LOCALIZE URCHIN DECISIONS

The Department of Marine Resources last year slashed the number of days when urchin harvesting is allowed, but DMR believes the species remains in decline. Fishermen, on the other hand, say that urchins are plentiful and they should be able to spend more days looking for them. Both views could be right depending on your vantage point. Like so many other ocean species, abundance varies widely from place to place. This is a good argument for localized management.

A bill sponsored by Rep. Ian Emery, an urchin diver from Cutler, would move in the opposite direction by having the Legislature set the urchin season. LD 479 is the subject of a public hearing before the Legislature’s Marine Resources Committee this afternoon. Fishermen are likely to pack the hearing room and repeatedly tell lawmakers that DMR’s urchin regulations are too strict and are putting them out of business. While this may be true, putting urchin decisions in the hands of legislators, very few of whom know much about the fishery, is a move in the wrong direction.

Instead, more authority should be given to the fishermen themselves. There is already a model for this type of management in the state’s highly touted lobster zone councils. There are currently seven zone councils along the coast, each with between seven and 13 districts. Lobster regulations are tailored to meet local conditions and with so many lobstermen involved in managing the species, they, in effect, police themselves.

For urchins the state has just two huge zones, one from the New Hampshire border to the western side of Penobscot Bay and the other from the bay to the Canadian border. The southern zone, Zone 1, has been overfished with urchins declining to nearly zero in 2004, according to DMR data. For this reason, DMR staff recommended that the zone be closed entirely. Not wanting to put fishermen out of business, DMR Commissioner George Lapointe reduced the urchin season in Zone 1 from 45 days to 10 last summer.

The number of days in Zone 2 was cut from 94 to 45 days.

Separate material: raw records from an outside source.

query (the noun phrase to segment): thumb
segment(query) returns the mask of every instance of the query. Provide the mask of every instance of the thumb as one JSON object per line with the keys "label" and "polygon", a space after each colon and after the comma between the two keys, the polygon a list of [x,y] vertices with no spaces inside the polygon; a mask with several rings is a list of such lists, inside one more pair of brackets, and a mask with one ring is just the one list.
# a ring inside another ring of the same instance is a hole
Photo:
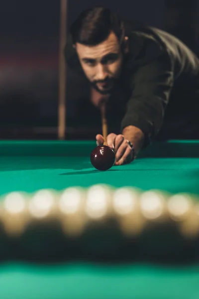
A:
{"label": "thumb", "polygon": [[102,145],[104,142],[103,137],[100,134],[98,134],[96,136],[96,142],[98,146]]}

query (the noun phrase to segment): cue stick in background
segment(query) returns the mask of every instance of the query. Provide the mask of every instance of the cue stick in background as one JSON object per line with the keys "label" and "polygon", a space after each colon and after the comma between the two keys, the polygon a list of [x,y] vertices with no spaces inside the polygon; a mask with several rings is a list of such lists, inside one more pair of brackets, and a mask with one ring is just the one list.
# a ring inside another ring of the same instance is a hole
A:
{"label": "cue stick in background", "polygon": [[66,42],[67,0],[60,0],[59,55],[58,138],[64,140],[66,131],[66,66],[64,49]]}
{"label": "cue stick in background", "polygon": [[107,146],[106,138],[108,135],[108,128],[107,124],[107,120],[106,117],[106,101],[102,100],[100,103],[100,109],[101,115],[101,126],[102,135],[104,142],[103,145]]}

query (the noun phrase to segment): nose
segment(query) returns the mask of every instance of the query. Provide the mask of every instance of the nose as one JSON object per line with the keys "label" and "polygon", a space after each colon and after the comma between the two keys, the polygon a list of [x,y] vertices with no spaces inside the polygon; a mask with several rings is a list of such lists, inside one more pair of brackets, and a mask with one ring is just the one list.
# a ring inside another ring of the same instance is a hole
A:
{"label": "nose", "polygon": [[105,65],[99,63],[98,65],[96,81],[103,81],[107,75],[107,71]]}

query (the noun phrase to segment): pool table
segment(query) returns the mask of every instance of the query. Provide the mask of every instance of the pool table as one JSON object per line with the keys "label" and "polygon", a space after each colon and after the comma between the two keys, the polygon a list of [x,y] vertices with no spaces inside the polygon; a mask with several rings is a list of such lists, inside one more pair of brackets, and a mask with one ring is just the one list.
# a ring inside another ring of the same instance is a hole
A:
{"label": "pool table", "polygon": [[[95,146],[94,142],[0,142],[0,194],[97,183],[199,194],[199,141],[154,143],[133,163],[106,172],[90,163]],[[197,262],[169,266],[10,260],[1,263],[0,298],[196,299],[199,282]]]}

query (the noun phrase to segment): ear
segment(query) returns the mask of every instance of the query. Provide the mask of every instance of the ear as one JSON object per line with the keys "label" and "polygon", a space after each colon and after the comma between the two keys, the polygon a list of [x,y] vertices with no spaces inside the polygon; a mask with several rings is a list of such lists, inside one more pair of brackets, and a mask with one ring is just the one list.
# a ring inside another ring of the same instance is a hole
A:
{"label": "ear", "polygon": [[127,54],[129,51],[129,42],[128,36],[125,36],[124,38],[124,52]]}

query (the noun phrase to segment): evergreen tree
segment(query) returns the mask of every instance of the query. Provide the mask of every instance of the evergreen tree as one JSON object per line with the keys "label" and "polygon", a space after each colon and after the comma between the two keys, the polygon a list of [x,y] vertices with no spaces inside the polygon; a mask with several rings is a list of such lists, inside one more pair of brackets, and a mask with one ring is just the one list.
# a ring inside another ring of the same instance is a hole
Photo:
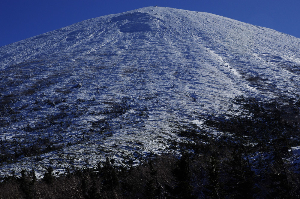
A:
{"label": "evergreen tree", "polygon": [[179,198],[196,198],[193,194],[193,187],[190,185],[190,157],[188,152],[183,152],[181,158],[177,161],[173,171],[176,186],[172,191],[172,194]]}
{"label": "evergreen tree", "polygon": [[46,168],[46,171],[44,174],[44,177],[43,180],[47,183],[51,183],[52,182],[54,179],[54,176],[53,175],[53,168],[51,166]]}

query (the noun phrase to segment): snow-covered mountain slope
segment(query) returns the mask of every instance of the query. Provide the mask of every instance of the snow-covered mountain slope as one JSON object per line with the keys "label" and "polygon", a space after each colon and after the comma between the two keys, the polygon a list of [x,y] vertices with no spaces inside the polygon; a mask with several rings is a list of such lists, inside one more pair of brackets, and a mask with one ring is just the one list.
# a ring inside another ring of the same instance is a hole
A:
{"label": "snow-covered mountain slope", "polygon": [[148,7],[0,47],[0,174],[164,151],[243,95],[299,93],[300,39],[209,13]]}

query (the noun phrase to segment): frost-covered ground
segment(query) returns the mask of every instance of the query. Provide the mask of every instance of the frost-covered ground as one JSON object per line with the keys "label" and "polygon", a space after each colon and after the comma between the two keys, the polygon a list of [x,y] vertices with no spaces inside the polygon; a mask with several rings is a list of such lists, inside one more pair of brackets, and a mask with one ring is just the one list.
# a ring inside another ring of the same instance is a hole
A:
{"label": "frost-covered ground", "polygon": [[299,38],[160,7],[0,47],[0,175],[63,173],[108,155],[137,163],[183,139],[177,124],[234,113],[236,96],[295,96],[299,67]]}

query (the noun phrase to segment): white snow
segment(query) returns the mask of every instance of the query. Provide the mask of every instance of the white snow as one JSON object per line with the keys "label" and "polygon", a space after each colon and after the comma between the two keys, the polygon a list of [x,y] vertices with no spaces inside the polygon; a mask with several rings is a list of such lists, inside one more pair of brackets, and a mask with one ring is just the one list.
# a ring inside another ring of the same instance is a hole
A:
{"label": "white snow", "polygon": [[184,139],[174,123],[202,125],[201,114],[224,113],[241,95],[299,93],[299,48],[300,39],[273,30],[161,7],[0,47],[0,100],[18,113],[0,116],[1,152],[59,149],[2,163],[0,175],[162,152]]}

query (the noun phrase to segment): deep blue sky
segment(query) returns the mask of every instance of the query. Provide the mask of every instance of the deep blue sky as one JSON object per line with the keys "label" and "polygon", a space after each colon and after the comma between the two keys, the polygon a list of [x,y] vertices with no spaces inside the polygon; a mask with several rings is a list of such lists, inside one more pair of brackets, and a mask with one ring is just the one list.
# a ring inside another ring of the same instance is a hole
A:
{"label": "deep blue sky", "polygon": [[300,37],[297,0],[0,0],[0,46],[83,20],[157,5],[223,15]]}

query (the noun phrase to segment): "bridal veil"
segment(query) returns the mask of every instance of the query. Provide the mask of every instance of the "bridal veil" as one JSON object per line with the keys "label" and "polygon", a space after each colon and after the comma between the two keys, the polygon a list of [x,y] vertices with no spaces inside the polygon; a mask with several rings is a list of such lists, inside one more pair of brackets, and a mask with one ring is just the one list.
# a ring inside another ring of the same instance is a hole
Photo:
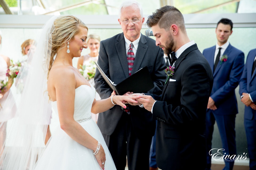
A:
{"label": "bridal veil", "polygon": [[[44,122],[50,119],[46,113],[50,106],[47,83],[51,34],[57,17],[52,17],[42,28],[34,49],[30,50],[27,62],[19,73],[17,86],[22,85],[22,92],[9,95],[0,111],[0,122],[12,122],[7,124],[5,146],[0,148],[0,169],[33,169],[43,148],[47,128]],[[10,114],[8,110],[15,103],[17,111]]]}

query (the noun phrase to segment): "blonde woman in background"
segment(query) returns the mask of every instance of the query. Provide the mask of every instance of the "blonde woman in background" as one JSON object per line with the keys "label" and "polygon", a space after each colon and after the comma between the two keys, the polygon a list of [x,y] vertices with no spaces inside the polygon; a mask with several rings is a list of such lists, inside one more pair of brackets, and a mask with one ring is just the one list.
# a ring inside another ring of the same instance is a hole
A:
{"label": "blonde woman in background", "polygon": [[[77,62],[78,69],[82,69],[82,67],[83,67],[86,70],[86,67],[90,68],[89,69],[90,70],[91,69],[93,69],[94,70],[94,73],[95,74],[95,71],[96,70],[96,65],[94,62],[97,62],[98,61],[100,41],[99,36],[97,34],[93,34],[89,35],[87,38],[87,44],[88,47],[90,49],[90,53],[85,56],[82,56],[79,58]],[[81,67],[81,66],[82,66],[82,67]],[[87,74],[86,71],[85,71],[84,73],[85,74]],[[90,79],[89,77],[86,77],[87,75],[83,75],[86,78],[87,78],[87,79],[91,84],[94,86],[94,76],[93,78]],[[96,100],[100,100],[101,97],[99,95],[97,92],[96,93],[95,99]],[[98,113],[91,114],[92,118],[96,123],[98,115]]]}
{"label": "blonde woman in background", "polygon": [[[24,56],[27,54],[29,51],[32,45],[35,43],[35,40],[32,39],[28,39],[25,40],[21,44],[21,53],[22,56]],[[27,58],[23,58],[21,60],[21,62],[26,61]]]}

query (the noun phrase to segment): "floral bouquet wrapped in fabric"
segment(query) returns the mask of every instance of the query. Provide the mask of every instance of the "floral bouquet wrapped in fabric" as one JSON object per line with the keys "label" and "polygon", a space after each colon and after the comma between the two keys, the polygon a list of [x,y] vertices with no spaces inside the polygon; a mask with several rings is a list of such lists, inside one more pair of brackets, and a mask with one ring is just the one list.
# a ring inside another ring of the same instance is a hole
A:
{"label": "floral bouquet wrapped in fabric", "polygon": [[94,78],[96,72],[96,65],[93,61],[86,63],[85,65],[80,66],[82,69],[79,69],[80,73],[83,77],[89,80]]}
{"label": "floral bouquet wrapped in fabric", "polygon": [[[7,88],[7,82],[3,80],[0,80],[0,99],[3,96],[2,93],[5,92]],[[0,110],[2,109],[2,106],[0,104]]]}
{"label": "floral bouquet wrapped in fabric", "polygon": [[4,80],[0,80],[0,93],[5,90],[7,88],[7,82]]}
{"label": "floral bouquet wrapped in fabric", "polygon": [[19,61],[14,63],[12,60],[11,60],[11,65],[9,67],[6,73],[6,76],[14,78],[17,77],[21,67],[21,63]]}

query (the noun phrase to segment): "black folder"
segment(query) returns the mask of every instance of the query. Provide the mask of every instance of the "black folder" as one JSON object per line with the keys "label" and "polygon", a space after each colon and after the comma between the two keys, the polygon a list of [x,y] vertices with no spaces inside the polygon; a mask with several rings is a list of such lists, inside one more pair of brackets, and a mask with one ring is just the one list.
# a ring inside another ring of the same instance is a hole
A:
{"label": "black folder", "polygon": [[147,66],[140,69],[116,84],[106,75],[98,63],[94,62],[105,81],[118,95],[122,95],[128,91],[134,93],[146,93],[154,87],[154,83]]}

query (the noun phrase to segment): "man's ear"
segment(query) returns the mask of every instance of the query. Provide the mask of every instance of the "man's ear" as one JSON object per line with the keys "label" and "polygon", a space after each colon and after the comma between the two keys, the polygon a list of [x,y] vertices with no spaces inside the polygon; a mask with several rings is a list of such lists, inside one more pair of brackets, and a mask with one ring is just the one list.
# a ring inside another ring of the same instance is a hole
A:
{"label": "man's ear", "polygon": [[173,24],[170,27],[170,31],[174,35],[176,35],[178,33],[178,26],[176,24]]}

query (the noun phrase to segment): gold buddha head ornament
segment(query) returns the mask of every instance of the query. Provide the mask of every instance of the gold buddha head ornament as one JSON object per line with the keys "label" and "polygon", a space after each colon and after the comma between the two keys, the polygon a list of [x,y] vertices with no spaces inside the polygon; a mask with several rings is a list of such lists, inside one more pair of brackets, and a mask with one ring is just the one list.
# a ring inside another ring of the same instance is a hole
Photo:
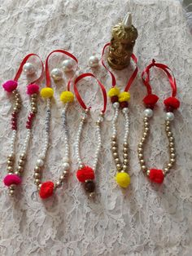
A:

However, in this zone the number of urchins varies by location. Cobscook and Passamaquoddy bays are the only areas in the state where urchins have become more plentiful between 2001 and 2004, according to DMR. Allowing more fishing in these areas may be OK.

Another bill, LD 167, could allow for this. This legislation would allow the DMR commissioner to create urchin management areas and to place limits on who can fish in them.

This is a sensible approach that, if broadened to include fishermen in management decisions, would move the fishery in the right direction.